空気に一酸化炭素や粉塵が増えてしまった場合、重篤な健康被害が出てしまうことも考えられるでしょう。そのためビル利用者の健康維持のためには、ビル管理の一環として測定器を使った空気の管理が求められるのです。

測定器は日々のビル管理だけではなく、「ビル衛生管理法」に定められた2ヶ月に1回の「空気環境測定」にも役立ちます。

空気環境測定とは

空気環境測定とは、以下の条件に当てはまる「特定建築物」において、2ヶ月に1回指定された項目について測定器で測定する義務のことを指します。

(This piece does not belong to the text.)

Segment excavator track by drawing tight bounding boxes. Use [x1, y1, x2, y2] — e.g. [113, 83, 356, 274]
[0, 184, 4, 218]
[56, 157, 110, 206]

[注1]

●興行場、百貨店、集会場、図書館、博物館、美術館、遊技場、店舗、事務所、学校(研修所を含む)、旅館といった特定用途に使用される建築物である
●特定用途に使用される延べ面積が3,000平方メートル以上であること
※専ら学校教育法第1条に定められている学校(小学校、中学校等)は、8,000平方メートル以上

もしもビルの空気環境測定を怠ったり測定結果が基準を満たしていなかったりする場合は、ビルの使用停止措置が命じられることもあるため注意が必要です。

測定器を使った空気環境測定の適正値

ビル管理で空気環境測定する際は、測定器の結果を基準値に保つことが求められます。ここでは、測定項目と項目ごとの基準値についてご紹介します。

●温度:17℃以上28℃以下、外気との差が5~7℃になるよう調整する
●湿度:40%以上70%以下
●二酸化炭素:1,000ppm以下
●一酸化炭素:10ppm以下
●気流:0.5m/s以下
●浮遊粉塵:0.15mg/㎥
●ホルムアルデヒド:0.08ppm以下(新築、大規模修繕時の直近6月1日~9月30日の間に1回実施)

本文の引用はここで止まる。